Is there a difference between how Git stores text and binary files

Question

One thing everyone seems to agree on is Git is not great for big binary blobs. Keep in mind that a binary blob is different from a large text file; you can use Git on large text files without a problem, but Git can't do much with an impervious binary file except treat it as one big solid black box and commit it as-is.

According to https://opensource.com/life/16/8/how-manage-binary-blobs-git-part-7:

One thing everyone seems to agree on is Git is not great for big binary blobs. Keep in mind that a binary blob is different from a large text file; you can use Git on large text files without a problem, but Git can't do much with an impervious binary file except treat it as one big solid black box and commit it as-is.

Say you have a complex 3D model for the exciting new first person puzzle game you're making, and you save it in a binary format, resulting in a 1 gigabyte file. You git commit it once, adding a gigabyte to your repository's history. Later, you give the model a different hair style and commit your update; Git can't tell the hair apart from the head or the rest of the model, so you've just committed another gigabyte. Then you change the model's eye color and commit that small change: another gigabyte. That is three gigabytes for one model with a few minor changes made on a whim. Scale that across all the assets in a game, and you have a serious problem.

It was my understanding that there is no difference between text and binary files and Git stores all files of each commit in their entirety (creating a checksummed blob), with unchanged files simply pointing to an already existing blob. How all those blobs are stored and compressed is another question, that I do not know the details of, but I would have assumed that if the various 1GB files in the quote are more or less the same, a good compression algorithm would figure this out and may be able to store all of them in even less than 1GB total, if they are repetitive. This reasoning should apply to binary as well as to text files.

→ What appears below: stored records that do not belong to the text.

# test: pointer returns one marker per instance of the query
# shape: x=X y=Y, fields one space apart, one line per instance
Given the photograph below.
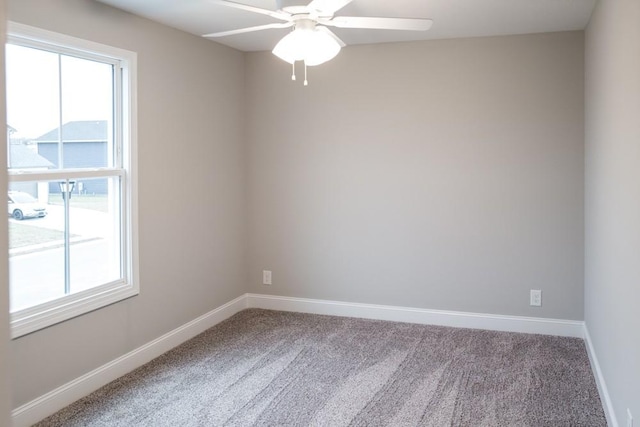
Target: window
x=71 y=166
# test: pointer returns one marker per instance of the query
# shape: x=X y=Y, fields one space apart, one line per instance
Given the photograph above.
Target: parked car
x=23 y=205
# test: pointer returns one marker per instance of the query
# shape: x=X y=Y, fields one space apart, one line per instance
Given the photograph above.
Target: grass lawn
x=84 y=201
x=21 y=235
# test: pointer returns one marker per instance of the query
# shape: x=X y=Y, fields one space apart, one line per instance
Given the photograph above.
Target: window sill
x=44 y=315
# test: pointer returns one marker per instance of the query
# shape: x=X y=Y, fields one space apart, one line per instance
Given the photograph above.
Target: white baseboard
x=53 y=401
x=66 y=394
x=607 y=405
x=495 y=322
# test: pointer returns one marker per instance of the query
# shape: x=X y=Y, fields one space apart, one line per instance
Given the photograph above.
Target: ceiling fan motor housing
x=295 y=7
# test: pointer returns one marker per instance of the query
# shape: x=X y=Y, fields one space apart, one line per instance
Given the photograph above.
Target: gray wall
x=191 y=192
x=612 y=206
x=443 y=174
x=5 y=395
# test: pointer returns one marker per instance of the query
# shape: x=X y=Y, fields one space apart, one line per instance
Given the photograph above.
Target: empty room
x=321 y=213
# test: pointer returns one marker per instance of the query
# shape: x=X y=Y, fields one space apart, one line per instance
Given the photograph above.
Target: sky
x=34 y=87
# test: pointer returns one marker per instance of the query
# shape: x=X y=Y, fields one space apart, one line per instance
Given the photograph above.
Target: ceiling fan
x=311 y=41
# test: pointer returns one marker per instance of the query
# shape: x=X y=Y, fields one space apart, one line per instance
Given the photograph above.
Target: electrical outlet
x=266 y=277
x=535 y=298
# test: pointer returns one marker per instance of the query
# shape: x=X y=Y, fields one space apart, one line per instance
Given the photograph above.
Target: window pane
x=33 y=105
x=95 y=224
x=87 y=110
x=36 y=245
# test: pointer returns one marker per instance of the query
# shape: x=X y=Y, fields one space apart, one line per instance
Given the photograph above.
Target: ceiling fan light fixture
x=310 y=45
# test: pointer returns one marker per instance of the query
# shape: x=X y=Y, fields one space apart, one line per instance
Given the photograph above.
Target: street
x=37 y=273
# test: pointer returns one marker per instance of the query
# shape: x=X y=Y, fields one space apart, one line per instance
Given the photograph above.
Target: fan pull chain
x=306 y=83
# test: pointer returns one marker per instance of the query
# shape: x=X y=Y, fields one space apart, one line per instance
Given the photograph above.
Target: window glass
x=70 y=197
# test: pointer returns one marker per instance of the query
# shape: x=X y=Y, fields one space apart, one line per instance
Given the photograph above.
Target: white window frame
x=43 y=315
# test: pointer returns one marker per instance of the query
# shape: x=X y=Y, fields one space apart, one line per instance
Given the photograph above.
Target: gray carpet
x=269 y=368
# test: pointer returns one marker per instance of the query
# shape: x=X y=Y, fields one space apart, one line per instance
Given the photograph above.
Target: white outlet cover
x=266 y=277
x=535 y=298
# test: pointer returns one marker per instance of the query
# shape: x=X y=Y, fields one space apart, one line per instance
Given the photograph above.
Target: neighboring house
x=24 y=157
x=84 y=146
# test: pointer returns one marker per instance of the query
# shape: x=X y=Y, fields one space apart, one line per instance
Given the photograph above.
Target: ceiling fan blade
x=332 y=34
x=248 y=8
x=328 y=6
x=407 y=24
x=250 y=29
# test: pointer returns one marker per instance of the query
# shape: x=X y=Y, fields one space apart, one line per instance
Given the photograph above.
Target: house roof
x=78 y=131
x=23 y=157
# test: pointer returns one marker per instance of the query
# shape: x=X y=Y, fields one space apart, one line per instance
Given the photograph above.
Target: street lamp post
x=66 y=189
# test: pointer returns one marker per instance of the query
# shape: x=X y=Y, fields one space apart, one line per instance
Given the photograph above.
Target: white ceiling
x=452 y=18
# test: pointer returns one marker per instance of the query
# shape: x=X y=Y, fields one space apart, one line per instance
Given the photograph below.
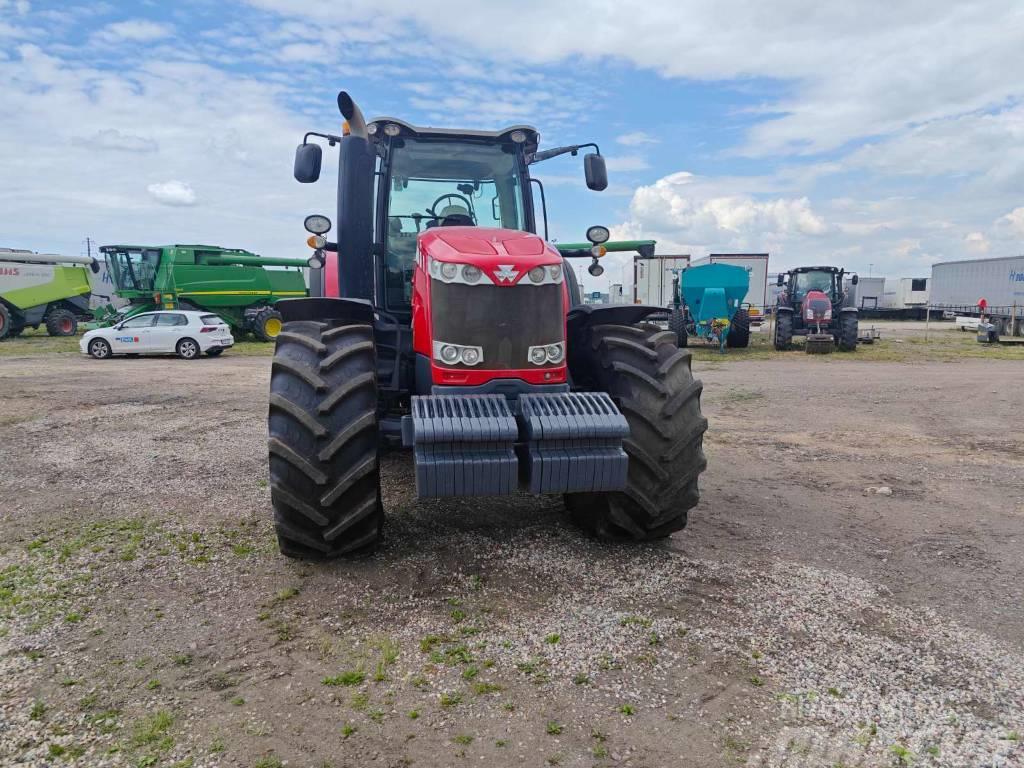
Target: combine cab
x=442 y=324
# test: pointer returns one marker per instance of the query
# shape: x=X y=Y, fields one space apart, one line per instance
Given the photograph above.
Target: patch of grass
x=450 y=699
x=351 y=677
x=482 y=688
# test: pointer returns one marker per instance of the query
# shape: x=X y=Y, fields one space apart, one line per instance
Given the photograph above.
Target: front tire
x=848 y=332
x=325 y=469
x=650 y=380
x=99 y=349
x=783 y=331
x=739 y=331
x=187 y=349
x=61 y=323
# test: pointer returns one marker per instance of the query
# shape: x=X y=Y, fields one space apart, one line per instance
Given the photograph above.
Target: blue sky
x=875 y=135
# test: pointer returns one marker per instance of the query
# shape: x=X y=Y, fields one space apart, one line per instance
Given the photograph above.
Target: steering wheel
x=459 y=198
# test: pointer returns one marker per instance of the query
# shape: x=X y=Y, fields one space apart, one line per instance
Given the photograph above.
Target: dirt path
x=145 y=617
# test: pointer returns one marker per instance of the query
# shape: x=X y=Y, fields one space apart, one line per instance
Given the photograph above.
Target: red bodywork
x=491 y=250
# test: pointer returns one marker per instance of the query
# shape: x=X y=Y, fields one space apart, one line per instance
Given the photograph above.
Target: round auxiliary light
x=316 y=224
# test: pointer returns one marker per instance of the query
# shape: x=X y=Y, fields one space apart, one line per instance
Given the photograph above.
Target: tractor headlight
x=547 y=353
x=453 y=354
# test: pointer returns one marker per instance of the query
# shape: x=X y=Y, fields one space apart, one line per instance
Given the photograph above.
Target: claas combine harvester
x=441 y=323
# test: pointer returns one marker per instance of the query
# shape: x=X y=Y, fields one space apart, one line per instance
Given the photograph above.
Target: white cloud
x=172 y=193
x=635 y=138
x=133 y=31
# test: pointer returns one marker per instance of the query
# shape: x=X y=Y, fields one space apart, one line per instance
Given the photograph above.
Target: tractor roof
x=532 y=137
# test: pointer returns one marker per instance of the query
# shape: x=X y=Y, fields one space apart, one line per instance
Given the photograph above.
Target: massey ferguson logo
x=506 y=272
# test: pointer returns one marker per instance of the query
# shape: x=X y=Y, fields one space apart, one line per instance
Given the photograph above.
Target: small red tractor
x=439 y=322
x=813 y=304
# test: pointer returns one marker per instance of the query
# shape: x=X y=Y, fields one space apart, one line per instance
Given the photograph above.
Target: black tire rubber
x=183 y=350
x=325 y=467
x=848 y=332
x=100 y=344
x=739 y=331
x=260 y=321
x=677 y=324
x=650 y=380
x=783 y=331
x=61 y=322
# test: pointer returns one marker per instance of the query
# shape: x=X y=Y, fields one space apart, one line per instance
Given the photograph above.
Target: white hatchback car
x=180 y=332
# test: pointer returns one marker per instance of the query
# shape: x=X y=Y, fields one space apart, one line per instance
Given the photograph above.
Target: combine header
x=443 y=324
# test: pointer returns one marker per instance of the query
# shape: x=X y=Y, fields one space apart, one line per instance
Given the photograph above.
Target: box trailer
x=867 y=294
x=905 y=293
x=957 y=287
x=653 y=278
x=757 y=267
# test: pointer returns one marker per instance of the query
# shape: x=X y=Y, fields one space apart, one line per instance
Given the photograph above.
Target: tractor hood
x=504 y=255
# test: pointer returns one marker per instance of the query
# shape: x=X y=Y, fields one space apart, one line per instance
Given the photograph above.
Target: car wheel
x=187 y=349
x=99 y=349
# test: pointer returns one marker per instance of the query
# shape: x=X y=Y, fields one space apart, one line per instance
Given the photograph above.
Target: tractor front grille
x=505 y=322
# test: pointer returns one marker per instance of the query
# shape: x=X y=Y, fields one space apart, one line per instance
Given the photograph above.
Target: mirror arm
x=331 y=138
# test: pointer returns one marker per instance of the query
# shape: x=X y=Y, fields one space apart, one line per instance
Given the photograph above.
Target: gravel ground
x=848 y=592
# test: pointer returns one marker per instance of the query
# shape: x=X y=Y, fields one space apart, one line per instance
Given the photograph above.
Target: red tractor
x=441 y=323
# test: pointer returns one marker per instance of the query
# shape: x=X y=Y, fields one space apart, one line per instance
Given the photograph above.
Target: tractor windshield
x=435 y=182
x=133 y=269
x=818 y=280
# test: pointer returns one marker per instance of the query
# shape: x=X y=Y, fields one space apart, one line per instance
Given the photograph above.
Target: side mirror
x=307 y=163
x=596 y=172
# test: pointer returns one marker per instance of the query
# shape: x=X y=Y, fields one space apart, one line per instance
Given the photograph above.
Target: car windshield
x=816 y=281
x=452 y=182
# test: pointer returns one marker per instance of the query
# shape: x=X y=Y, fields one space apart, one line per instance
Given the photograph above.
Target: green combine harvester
x=45 y=289
x=230 y=283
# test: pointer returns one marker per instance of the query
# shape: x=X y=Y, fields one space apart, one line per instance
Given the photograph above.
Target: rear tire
x=783 y=331
x=677 y=324
x=187 y=349
x=61 y=323
x=649 y=379
x=325 y=469
x=848 y=332
x=739 y=331
x=267 y=324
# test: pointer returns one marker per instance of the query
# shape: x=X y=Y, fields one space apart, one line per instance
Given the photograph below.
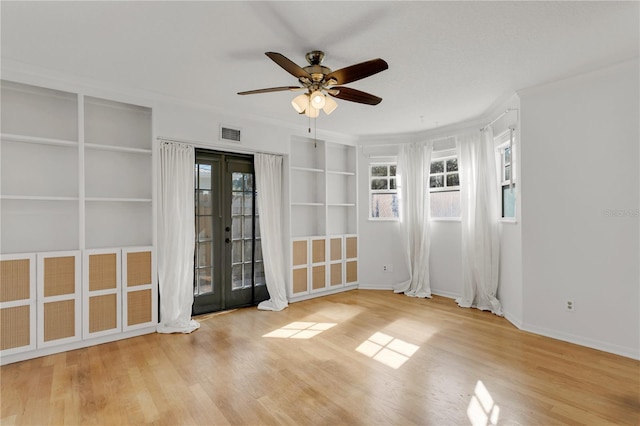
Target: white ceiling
x=448 y=61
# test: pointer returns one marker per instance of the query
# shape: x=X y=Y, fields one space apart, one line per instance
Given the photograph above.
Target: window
x=383 y=191
x=444 y=186
x=507 y=178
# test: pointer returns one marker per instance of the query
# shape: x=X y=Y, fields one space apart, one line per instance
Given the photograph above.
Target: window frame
x=502 y=142
x=388 y=177
x=444 y=155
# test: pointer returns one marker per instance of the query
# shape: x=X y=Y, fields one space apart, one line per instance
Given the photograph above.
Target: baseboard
x=584 y=341
x=446 y=294
x=512 y=319
x=373 y=287
x=322 y=293
x=37 y=353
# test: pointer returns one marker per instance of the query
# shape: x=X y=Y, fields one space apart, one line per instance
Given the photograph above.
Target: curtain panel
x=479 y=217
x=414 y=161
x=269 y=186
x=176 y=238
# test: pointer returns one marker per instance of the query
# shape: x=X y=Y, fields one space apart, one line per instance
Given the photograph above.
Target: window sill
x=445 y=219
x=384 y=219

Contrary to this, the quote continues saying

Contrast that to a text file like the .obj format. One commit stores everything, just as with the other model, but an .obj file is a series of lines of plain text describing the vertices of a model. If you modify the model and save it back out to .obj, Git can read the two files line by line, create a diff of the changes, and process a fairly small commit. The more refined the model becomes, the smaller the commits get, and it's a standard Git use case. It is a big file, but it uses a kind of overlay or sparse storage method to build a complete picture of the current state of your data.

Is my understanding correct? Is the quote incorrect?

I think the main problem here is that you (and I don't *literally* mean *you* as in the person asking this question) are comitting multi-megabyte files using git, you will eventually have problems anyway. It's just less of a problem in *good, structured, source code* because you wouldn't have such files to begin with. — Lasse V. Karlsen, Dec 06 '18 at 16:17
Now, having said that, once you introduce packfiles into the mix, and at least don't commit already compressed files, then the "change the hair color" change would likely not end up with a pack file that contains two complete copies of this file, but instead *might* end up with a delta-compressed second version, meaning that the file would literally be "the old one, just with a hair change" in terms of stored data. — Lasse V. Karlsen, Dec 06 '18 at 16:19

score 4 · Answer 1 · answered Dec 06 '18 at 09:17

Git does store files in their entirety and so if you have 2 binary files with only a small change, it will take twice the space. Observe.

% git init                
Initialized empty Git repository in /tmp/x/.git/
{master #}%                                                                                                                                           [/tmp/x]
{master #}% du -sh .git           
100K    .git                         
{master #}% dd if=/dev/urandom of=./test count=1 bs=10M
1+0 records in
1+0 records out                                                                                                                                               
10485760 bytes (10 MB, 10 MiB) copied, 0.102277 s, 103 MB/s
{master #%}% ls -sh test
10M test
{master #%}% git add test
git co%
{master #}% git commit -m "Adds test"
[master (root-commit) 0c12c32] Adds test
 1 file changed, 0 insertions(+), 0 deletions(-)
 create mode 100644 test
{master}% du -sh .git
11M     .git

I've created a 10MB file and added and committed it. The repository is now 10MB in size.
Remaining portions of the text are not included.